Continuing from last post, you may be at the stage where you have purchased some stock and are debating whether or not you should sell.
Before you do, take a look at these important factors:
How long have you owned the stock? The reason this matters is that when you sell the stock (and make money on it), it’s considered to be a form of income. However, with stock and mutual funds, this is called a capital gains tax. If you’ve held a stock/mutual fund for longer than a year, you pay a long-term capital gains tax. Less than a year? It’s short-term. The difference between the two is quite a bit. Short-term tax is 15% while long-term is whatever your income tax rate is at that point.

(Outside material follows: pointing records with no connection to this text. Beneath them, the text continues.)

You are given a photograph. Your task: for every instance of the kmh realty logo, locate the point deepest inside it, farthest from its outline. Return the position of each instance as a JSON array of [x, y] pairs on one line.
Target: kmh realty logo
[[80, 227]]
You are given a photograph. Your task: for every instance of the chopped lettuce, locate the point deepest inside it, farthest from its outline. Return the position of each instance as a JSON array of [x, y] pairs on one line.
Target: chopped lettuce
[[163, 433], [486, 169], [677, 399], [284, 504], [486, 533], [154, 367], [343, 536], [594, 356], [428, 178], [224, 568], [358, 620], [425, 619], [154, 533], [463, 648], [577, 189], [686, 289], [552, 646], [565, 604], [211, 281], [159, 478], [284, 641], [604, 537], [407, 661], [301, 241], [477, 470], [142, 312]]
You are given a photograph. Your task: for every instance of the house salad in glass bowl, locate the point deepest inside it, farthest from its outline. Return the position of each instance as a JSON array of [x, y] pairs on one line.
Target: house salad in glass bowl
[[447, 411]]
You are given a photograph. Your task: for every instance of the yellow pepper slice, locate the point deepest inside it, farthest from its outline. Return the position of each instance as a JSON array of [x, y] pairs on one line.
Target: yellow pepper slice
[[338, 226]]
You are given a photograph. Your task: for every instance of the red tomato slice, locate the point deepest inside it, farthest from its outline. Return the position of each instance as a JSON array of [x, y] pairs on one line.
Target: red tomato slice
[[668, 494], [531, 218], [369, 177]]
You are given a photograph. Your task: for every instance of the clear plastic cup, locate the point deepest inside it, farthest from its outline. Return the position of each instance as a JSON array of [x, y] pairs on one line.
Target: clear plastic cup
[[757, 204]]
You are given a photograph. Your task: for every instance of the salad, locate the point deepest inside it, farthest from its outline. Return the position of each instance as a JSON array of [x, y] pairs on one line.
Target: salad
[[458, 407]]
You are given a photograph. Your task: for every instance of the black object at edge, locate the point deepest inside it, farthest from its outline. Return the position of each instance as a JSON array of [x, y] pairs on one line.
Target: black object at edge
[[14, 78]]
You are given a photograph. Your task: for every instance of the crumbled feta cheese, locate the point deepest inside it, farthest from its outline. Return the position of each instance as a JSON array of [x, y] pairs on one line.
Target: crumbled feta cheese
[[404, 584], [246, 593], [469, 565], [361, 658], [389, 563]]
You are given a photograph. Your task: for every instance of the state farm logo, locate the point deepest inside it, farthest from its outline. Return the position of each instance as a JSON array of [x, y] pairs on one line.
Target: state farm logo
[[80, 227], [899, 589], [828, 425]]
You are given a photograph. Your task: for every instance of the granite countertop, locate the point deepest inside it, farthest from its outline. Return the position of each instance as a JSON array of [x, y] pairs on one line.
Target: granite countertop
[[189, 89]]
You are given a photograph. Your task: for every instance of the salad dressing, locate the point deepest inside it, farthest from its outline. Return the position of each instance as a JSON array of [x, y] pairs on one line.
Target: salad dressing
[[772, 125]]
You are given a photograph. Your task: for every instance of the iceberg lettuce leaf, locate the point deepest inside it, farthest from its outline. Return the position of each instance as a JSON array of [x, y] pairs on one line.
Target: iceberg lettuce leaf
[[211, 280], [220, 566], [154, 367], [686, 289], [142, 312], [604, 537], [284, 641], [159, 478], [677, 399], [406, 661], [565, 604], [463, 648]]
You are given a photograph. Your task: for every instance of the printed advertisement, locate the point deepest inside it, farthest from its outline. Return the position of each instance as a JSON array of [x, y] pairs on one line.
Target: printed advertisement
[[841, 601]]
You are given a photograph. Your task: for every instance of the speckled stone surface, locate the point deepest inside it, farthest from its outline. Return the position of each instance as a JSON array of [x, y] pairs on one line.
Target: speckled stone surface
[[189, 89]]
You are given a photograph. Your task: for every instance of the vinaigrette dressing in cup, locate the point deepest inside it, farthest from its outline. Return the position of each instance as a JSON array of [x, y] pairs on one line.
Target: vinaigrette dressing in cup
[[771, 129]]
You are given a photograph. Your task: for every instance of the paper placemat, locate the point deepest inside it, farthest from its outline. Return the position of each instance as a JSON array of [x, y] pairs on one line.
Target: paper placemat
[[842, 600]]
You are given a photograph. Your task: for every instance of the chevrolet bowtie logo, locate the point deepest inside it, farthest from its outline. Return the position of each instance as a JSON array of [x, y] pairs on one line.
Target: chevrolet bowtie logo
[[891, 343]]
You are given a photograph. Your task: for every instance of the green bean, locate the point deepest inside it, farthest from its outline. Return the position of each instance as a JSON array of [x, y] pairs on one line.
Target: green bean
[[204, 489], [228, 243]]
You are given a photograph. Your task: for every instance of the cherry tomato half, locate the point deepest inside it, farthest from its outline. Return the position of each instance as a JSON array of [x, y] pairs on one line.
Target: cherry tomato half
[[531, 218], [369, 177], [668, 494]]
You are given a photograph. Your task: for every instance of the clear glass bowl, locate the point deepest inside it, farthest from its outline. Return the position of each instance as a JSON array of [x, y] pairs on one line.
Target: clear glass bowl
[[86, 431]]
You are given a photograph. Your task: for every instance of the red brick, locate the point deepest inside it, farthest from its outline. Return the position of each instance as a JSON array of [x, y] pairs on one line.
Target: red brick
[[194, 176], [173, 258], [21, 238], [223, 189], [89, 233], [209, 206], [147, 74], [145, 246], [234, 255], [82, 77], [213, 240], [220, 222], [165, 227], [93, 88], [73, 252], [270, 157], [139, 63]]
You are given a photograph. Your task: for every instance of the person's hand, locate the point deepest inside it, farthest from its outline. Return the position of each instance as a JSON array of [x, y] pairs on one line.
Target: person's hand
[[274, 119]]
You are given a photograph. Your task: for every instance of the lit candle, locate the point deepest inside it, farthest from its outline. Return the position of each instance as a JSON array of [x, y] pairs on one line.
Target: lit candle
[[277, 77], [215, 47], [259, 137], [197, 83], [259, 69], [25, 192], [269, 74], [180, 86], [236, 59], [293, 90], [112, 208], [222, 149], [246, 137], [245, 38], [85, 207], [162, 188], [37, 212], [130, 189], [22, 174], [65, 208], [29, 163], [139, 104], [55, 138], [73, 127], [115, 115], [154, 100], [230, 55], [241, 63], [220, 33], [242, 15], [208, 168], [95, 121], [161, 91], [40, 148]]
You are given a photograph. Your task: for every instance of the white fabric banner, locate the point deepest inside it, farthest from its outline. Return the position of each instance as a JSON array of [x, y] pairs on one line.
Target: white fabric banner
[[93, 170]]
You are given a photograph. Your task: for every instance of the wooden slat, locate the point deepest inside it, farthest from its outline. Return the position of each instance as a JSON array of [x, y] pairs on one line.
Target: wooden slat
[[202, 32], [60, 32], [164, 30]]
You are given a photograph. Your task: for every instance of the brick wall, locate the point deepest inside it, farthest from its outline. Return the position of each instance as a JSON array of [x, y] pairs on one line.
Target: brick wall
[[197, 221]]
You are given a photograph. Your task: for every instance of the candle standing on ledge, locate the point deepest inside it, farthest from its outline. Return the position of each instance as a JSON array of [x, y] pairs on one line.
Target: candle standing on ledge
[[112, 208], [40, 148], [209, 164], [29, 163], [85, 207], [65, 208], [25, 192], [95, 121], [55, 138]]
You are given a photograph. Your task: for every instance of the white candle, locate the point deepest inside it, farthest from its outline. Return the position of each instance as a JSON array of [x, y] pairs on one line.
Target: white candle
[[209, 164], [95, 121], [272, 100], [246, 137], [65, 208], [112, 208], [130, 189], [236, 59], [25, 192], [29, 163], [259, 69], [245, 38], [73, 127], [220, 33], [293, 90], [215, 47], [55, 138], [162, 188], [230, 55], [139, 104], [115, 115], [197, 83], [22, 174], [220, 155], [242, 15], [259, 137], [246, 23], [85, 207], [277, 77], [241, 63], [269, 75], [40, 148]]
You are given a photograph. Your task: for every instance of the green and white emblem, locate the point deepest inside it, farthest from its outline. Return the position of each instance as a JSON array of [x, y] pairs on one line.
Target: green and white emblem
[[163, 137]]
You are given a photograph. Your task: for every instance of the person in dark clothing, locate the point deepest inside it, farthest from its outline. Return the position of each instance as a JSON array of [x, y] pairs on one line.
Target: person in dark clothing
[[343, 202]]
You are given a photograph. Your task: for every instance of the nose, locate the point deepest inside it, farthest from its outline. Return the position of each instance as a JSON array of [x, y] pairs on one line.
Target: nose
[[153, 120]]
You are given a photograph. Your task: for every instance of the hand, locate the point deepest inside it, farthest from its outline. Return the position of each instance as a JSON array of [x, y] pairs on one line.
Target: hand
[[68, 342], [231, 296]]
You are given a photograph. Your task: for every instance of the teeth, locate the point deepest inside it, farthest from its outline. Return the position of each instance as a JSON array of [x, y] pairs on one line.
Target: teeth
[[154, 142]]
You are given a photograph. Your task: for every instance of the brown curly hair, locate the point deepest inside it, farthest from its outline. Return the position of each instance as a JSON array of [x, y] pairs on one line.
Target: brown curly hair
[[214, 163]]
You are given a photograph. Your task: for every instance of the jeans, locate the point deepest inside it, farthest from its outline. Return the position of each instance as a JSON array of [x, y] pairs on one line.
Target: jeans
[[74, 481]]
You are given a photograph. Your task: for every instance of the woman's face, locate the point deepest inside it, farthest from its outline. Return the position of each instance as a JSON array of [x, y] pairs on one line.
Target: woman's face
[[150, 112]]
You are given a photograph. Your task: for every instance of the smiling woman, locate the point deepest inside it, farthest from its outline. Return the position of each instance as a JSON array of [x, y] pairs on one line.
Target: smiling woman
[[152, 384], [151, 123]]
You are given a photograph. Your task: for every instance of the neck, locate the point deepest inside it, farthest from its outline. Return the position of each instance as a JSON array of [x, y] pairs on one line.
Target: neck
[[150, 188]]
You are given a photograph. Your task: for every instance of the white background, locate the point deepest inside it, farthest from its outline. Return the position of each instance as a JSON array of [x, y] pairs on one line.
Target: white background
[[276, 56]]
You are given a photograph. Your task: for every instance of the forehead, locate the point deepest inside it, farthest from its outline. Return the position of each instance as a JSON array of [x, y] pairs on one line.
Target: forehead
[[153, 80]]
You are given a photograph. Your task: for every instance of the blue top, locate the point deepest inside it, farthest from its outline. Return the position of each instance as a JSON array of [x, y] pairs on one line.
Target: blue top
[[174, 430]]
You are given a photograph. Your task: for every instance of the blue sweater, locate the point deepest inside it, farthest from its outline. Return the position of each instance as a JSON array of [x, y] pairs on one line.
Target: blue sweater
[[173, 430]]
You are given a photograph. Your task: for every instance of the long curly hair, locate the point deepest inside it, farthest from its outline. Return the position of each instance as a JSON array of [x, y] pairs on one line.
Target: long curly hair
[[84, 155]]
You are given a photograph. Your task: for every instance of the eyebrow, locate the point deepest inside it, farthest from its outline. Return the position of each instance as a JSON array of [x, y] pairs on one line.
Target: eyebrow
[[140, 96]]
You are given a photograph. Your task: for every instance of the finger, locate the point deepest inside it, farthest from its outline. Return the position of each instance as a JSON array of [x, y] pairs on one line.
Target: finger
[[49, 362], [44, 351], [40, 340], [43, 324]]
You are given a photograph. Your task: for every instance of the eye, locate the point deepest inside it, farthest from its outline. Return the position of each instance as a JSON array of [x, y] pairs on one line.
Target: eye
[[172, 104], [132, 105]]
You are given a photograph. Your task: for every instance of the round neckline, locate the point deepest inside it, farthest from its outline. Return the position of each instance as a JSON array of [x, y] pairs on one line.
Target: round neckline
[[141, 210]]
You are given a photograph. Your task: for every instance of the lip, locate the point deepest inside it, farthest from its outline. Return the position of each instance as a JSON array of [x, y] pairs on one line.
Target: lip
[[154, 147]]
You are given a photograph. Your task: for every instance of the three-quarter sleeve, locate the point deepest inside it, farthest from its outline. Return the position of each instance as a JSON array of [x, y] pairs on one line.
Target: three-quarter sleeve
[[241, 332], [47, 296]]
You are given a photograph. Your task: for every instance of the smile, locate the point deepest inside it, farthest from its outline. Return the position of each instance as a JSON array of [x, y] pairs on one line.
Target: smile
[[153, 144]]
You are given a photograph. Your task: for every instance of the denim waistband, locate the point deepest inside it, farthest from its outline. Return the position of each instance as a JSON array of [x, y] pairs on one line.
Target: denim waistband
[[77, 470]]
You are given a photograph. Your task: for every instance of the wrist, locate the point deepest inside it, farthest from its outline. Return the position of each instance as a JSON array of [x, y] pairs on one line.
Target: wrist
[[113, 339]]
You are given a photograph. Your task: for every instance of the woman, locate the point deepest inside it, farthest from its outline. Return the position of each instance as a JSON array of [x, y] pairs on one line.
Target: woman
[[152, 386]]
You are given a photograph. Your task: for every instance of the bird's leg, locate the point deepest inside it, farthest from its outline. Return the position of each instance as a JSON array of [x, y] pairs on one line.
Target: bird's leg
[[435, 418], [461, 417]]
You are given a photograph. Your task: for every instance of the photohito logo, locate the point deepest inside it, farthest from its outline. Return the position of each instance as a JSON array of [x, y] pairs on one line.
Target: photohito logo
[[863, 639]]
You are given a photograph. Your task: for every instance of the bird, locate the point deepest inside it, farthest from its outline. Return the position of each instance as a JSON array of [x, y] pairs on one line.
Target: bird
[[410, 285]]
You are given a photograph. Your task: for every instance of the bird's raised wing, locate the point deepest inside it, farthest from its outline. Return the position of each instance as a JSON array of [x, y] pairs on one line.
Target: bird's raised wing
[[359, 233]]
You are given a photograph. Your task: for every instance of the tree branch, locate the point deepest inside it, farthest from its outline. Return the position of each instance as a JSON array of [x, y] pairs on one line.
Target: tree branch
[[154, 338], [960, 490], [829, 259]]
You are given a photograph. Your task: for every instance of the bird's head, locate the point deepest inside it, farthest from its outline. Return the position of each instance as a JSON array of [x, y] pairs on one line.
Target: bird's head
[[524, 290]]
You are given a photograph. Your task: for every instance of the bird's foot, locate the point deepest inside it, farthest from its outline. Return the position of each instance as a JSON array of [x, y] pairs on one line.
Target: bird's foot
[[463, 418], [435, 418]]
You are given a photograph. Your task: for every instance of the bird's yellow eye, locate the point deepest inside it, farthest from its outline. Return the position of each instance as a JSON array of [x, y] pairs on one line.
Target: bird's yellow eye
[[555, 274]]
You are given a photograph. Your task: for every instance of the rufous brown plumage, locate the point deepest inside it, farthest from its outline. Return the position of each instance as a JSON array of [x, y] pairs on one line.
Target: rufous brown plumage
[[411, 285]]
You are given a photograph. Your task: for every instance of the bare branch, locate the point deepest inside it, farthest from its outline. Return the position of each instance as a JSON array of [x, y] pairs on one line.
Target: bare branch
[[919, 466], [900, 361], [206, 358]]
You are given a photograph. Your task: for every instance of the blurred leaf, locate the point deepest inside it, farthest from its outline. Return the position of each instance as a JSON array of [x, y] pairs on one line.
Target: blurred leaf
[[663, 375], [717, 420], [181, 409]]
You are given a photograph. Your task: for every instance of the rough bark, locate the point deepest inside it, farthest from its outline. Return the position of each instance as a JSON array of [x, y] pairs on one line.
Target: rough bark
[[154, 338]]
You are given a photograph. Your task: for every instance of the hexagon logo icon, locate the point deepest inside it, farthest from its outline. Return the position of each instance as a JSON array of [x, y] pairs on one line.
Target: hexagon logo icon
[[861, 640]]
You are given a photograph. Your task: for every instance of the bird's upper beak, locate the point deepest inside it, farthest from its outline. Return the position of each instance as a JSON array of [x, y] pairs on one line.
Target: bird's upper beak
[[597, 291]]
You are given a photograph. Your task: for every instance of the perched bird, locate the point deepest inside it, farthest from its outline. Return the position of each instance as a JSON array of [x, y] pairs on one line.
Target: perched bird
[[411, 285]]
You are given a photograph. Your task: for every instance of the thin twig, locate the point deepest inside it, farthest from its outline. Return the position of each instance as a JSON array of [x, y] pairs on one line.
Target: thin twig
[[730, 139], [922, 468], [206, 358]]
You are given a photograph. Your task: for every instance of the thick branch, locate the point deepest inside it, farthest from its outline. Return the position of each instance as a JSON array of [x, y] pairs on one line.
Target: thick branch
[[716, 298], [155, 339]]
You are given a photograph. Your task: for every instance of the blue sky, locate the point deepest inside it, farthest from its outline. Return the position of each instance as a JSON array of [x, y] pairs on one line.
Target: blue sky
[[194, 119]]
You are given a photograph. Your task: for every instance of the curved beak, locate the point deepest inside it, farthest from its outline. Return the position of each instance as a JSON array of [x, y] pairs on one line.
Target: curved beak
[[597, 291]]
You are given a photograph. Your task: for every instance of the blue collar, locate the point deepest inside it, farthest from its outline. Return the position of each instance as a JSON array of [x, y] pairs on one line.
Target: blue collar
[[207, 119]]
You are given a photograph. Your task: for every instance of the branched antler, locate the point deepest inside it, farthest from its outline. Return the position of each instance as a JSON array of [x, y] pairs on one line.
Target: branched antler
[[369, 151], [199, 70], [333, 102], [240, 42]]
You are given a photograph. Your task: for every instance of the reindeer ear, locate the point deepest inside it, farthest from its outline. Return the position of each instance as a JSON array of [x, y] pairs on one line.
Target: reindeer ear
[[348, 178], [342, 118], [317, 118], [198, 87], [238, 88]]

This makes a big difference on how much you can actually make on the sale.
How much commission do you pay? Regardless of how you buy/sell stock, you have to pay a licensed broker to do it (unless you happen to be one, in which case you should know all this!) This shouldn’t be a great deal of money (probably $5-$20 per transaction) but make sure the dollar amount your gaining on the sale offsets the commission. Making $50 but losing $20 in commission (plus the taxes) isn’t a smart way to invest!
How badly do you need the money? The stock market is finicky. It can go up (sometimes way up) and then drop back down. If you are in your teens or 20′s and aren’t planning a major purchase any time soon (i.e., a house) then let the cash ride it out. Over the long term, stocks generally (operative word) have a rate of return higher than savings accounts or CDs.
Keep your wits about you with the stock market. Don’t go crazy, buy what you know and what’s been around, and you should do just fine!